By Ellie French
BU News Service
BOSTON — As a manager at the 7/11 in Kenmore Square, Andrew Asare makes $13.50 an hour, a wage significantly higher than that of the workers he oversees. But even so, he said, it’s not a livable wage in the city of Boston.
“How can you live if you have two children and you have a job that doesn’t pay $15 an hour? You can’t live in Boston,” he said.
Citing an MIT study on livable minimum wages, Asare said that when you factor in food, transportation and child support, making ends meet can be nearly impossible on wages like his.
“We are trying to make the minimum wage to be $22 an hour, but if it can be between $15 and $22, we will love it,” Asare said. “At least you can live on $15.”
On Jan. 1, tens of thousands of workers in Massachusetts will get a raise that will take them to $15 — and businesses across the state are preparing for that cost.
The increase is a result of June’s “Grand Bargain” vote on Beacon Hill, which included three things: a minimum wage increase, paid family and medical leave and a sales tax holiday. The agreement was crafted to avoid separate ballot questions on each issue.
As the new year begins, the minimum wage will rise to $12 per hour, followed by 75-cent increases each year, with the state slowly moving to $15 by 2024.

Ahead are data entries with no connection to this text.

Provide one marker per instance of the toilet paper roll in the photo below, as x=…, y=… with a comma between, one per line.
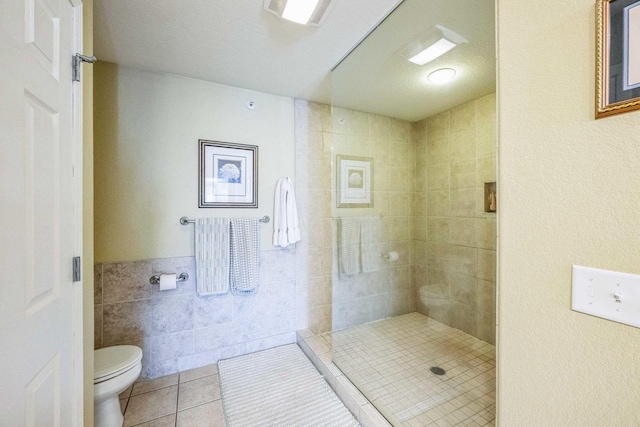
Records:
x=167, y=282
x=393, y=256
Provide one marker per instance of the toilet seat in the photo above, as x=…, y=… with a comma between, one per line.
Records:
x=109, y=362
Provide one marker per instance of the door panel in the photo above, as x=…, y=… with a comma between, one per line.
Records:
x=37, y=225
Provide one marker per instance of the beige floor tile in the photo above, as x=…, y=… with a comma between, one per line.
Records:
x=166, y=421
x=388, y=362
x=197, y=392
x=150, y=385
x=194, y=374
x=151, y=406
x=207, y=415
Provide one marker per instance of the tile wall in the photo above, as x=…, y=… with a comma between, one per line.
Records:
x=455, y=239
x=178, y=330
x=335, y=301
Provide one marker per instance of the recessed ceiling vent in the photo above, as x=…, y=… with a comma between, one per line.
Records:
x=305, y=12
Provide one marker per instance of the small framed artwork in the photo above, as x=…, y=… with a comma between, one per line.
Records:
x=618, y=57
x=355, y=182
x=228, y=175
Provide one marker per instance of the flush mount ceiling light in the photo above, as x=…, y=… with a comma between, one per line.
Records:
x=305, y=12
x=442, y=76
x=435, y=43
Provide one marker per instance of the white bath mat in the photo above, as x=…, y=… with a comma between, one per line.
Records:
x=278, y=387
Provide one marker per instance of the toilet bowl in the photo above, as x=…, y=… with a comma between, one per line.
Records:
x=115, y=369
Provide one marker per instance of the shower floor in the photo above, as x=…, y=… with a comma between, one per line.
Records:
x=389, y=362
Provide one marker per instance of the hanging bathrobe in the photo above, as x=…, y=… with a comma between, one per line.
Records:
x=285, y=216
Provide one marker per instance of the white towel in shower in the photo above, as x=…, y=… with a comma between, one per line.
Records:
x=349, y=246
x=286, y=230
x=212, y=256
x=245, y=255
x=370, y=243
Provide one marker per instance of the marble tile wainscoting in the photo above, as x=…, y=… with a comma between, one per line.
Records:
x=178, y=330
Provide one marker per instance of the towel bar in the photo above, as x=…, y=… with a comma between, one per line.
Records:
x=186, y=220
x=155, y=280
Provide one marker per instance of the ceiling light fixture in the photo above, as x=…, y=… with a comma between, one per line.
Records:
x=305, y=12
x=442, y=76
x=435, y=43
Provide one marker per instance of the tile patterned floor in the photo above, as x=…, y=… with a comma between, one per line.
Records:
x=187, y=399
x=389, y=362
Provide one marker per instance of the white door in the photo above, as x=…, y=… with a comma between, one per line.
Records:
x=39, y=227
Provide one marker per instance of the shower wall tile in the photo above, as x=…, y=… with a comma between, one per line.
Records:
x=486, y=296
x=487, y=233
x=463, y=203
x=463, y=174
x=455, y=154
x=463, y=317
x=125, y=281
x=486, y=170
x=97, y=284
x=463, y=289
x=487, y=264
x=437, y=151
x=463, y=232
x=97, y=326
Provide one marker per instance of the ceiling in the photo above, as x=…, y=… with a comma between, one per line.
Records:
x=238, y=43
x=233, y=42
x=377, y=78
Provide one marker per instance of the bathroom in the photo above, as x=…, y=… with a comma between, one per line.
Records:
x=483, y=249
x=147, y=125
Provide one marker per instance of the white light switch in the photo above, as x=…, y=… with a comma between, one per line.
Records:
x=607, y=294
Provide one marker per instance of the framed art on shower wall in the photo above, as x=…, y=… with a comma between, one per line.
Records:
x=355, y=181
x=618, y=57
x=228, y=176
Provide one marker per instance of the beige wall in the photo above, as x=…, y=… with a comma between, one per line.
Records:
x=455, y=238
x=87, y=213
x=569, y=194
x=146, y=157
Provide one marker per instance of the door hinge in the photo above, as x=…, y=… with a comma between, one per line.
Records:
x=76, y=64
x=77, y=263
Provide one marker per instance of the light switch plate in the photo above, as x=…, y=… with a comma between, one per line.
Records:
x=607, y=294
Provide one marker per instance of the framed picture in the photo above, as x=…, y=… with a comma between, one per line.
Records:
x=355, y=182
x=618, y=57
x=228, y=175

The Massachusetts Budget and Policy Center predicts that a quarter of the state’s workforce — 840,000 workers — will ultimately see their wages increase as a result.
“That’s huge for those workers who will have more money in their pockets to put food on the table, pay their medical bills, deal with other living expenses, but it’s also going to be a big help to our economy,” said Andrew Farnitano, a spokesman for Raise Up Massachusetts.
“Our local businesses need customers, and when one in four Massachusetts workers gets a raise, that’s more money they can spend at local businesses and that’s how we’re going to grow our economy from the bottom up.”
But gradual or not, the cost to employers will be significant. Jon Hurst, president of the Retailers Association of Massachusetts, said this will be a “near doubling” of the state’s minimum wage when you include the gradual increase from $8 to $11 that ended in 2017.
“Your payroll costs are going up, and they’re going up far faster than the economy and far faster than your sales. So something has to give,” Hurst said. “You can’t keep raising your prices.”
As a result, he said, there’s been a lot of anger amongst employers over the minimum wage increase.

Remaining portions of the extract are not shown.